Answer 25 · 2015-06-10T12:14:03.000Z

Patch for 4.0.3:

--- kibana-4.0.1-linux-x64/src/public/index.js
+++ kibana-4.0.1-linux-x64_huh/src/public/index.js
@@ -122937,10 +122937,10 @@
       .sort(getSort($state.sort, $scope.indexPattern))
       .query(!$state.query ? null : $state.query)
       .highlight({
-        pre_tags: [highlightTags.pre],
-        post_tags: [highlightTags.post],
-        fields: {'*': {}},
-        fragment_size: 2147483647 // Limit of an integer.
+//        pre_tags: [highlightTags.pre],
+//        post_tags: [highlightTags.post],
+//        fields: {'*': {}},
+//        fragment_size: 2147483647 // Limit of an integer.
       })
       .set('filter', $state.filters || []);
     });

Docker image bobrik/kibana:4.0.3-no-highlighting is there for you as well.

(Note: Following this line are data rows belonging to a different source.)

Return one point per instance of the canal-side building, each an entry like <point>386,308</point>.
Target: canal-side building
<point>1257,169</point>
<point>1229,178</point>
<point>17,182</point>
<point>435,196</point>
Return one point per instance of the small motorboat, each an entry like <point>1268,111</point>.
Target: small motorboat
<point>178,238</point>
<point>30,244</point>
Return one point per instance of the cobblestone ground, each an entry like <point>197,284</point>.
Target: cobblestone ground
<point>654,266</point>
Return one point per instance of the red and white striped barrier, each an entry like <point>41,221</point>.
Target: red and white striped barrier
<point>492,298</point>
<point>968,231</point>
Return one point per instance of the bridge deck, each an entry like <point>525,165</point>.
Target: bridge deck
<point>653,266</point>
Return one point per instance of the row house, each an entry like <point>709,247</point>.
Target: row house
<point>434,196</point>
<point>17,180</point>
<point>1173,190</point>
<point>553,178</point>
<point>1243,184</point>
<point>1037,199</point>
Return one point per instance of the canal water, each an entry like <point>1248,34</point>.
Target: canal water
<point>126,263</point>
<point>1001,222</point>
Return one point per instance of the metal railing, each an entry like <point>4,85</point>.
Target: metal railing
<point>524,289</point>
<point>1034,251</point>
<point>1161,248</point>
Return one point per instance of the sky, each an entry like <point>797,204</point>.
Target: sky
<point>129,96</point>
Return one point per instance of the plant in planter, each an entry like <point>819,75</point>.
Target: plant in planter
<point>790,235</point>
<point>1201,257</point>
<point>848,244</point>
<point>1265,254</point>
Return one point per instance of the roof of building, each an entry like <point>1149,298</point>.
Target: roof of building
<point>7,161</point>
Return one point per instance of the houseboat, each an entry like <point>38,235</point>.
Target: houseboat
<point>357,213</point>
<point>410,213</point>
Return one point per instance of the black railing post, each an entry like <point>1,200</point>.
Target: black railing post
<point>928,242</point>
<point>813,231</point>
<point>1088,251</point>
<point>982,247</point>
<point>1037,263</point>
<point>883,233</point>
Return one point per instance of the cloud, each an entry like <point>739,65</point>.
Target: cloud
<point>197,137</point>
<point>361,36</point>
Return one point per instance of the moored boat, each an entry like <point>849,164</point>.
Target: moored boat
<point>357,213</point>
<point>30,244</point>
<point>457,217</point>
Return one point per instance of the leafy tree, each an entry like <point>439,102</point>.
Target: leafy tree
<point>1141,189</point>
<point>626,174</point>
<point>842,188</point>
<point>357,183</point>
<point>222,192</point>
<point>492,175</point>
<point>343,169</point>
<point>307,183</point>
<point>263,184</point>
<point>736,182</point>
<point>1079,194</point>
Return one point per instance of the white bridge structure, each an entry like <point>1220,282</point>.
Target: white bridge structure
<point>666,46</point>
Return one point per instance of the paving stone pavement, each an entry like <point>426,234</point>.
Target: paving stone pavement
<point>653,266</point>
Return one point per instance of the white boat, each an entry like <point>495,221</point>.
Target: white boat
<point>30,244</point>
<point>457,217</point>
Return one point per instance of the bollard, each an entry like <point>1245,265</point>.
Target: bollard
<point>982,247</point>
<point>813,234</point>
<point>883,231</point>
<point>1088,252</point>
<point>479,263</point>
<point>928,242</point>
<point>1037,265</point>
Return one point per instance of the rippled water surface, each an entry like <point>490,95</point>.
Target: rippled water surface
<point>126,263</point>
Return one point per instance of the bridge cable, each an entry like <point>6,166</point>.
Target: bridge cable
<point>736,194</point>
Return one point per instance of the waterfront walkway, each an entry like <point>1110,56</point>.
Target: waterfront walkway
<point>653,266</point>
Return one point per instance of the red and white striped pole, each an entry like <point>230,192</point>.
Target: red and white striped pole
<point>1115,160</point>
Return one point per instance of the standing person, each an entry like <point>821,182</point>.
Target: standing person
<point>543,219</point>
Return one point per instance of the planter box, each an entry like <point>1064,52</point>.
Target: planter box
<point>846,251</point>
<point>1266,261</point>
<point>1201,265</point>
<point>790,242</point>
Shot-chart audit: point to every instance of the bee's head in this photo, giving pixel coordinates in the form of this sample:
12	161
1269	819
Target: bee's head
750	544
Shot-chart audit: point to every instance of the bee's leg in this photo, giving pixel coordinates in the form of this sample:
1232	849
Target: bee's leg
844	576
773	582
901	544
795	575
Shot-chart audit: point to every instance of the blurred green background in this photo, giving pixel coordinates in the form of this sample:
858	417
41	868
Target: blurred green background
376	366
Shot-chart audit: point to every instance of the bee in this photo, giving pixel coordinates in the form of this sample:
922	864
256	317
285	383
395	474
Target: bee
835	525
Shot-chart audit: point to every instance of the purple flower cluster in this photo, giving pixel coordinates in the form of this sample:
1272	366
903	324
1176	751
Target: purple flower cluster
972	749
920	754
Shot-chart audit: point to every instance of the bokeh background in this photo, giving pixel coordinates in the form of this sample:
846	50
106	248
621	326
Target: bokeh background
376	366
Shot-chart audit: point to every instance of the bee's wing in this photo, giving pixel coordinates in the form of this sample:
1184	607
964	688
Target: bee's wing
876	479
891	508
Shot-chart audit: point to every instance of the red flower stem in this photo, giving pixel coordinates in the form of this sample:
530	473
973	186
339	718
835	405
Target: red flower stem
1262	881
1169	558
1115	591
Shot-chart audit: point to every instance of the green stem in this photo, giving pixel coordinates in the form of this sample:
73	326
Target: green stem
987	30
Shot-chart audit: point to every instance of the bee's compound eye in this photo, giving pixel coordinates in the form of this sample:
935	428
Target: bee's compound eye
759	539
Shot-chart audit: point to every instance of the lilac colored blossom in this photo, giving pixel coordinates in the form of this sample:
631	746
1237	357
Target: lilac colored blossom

Answer 26 · 2015-09-11T23:36:41.000Z

Thanks @rashidkpc.

elastic/elasticsearch#9881 is now closed but this issue is still open. It looks like it's been fixed in 1.6.1 though. What's the status?

Answer 27 · 2015-10-08T17:17:56.000Z

We are using 4.0.2, and used the patch that bobrik posted just above. It still is throwing errors stating the shards are failing. Will that patch only work with 4.0.3? Below is the error we are receiving, any help would be appreciated!

ndex: logstash-2015.10.07 Shard: 1 Reason: FetchPhaseExecutionException[[logstash-2015.10.07][1]: query[filtered((environment:test))->BooleanFilter(+cache(@timestamp:[1286557985677 TO 1444324385677]))],from[0],size[500],sort[<custom:"@timestamp": org.elasticsearch.index.fielddata.fieldcomparator.LongValuesComparatorSource@17a826d5>!]: Fetch Failed [Failed to highlight field [message.raw]]]; nested: RuntimeException[org.apache.lucene.util.BytesRefHash$MaxBytesLengthExceededException: bytes can be at most 32766 in length; got 317191]; nested: MaxBytesLengthExceededException[bytes can be at most 32766 in length; got 317191];

Answer 28 · 2015-11-03T14:32:30.000Z

Looks like this is fixed in elasticsearch. Closing

Answer 29 · 2018-03-02T15:21:11.000Z

How is this fixed? I still get a warnin in Kibana 6.2.2 and the search result is empty.

The length of text to be analyzed for highlighting [17592] exceeded the allowed maximum of [10000] set for the next major Elastic version. For large texts, indexing with offsets or term vectors is recommended!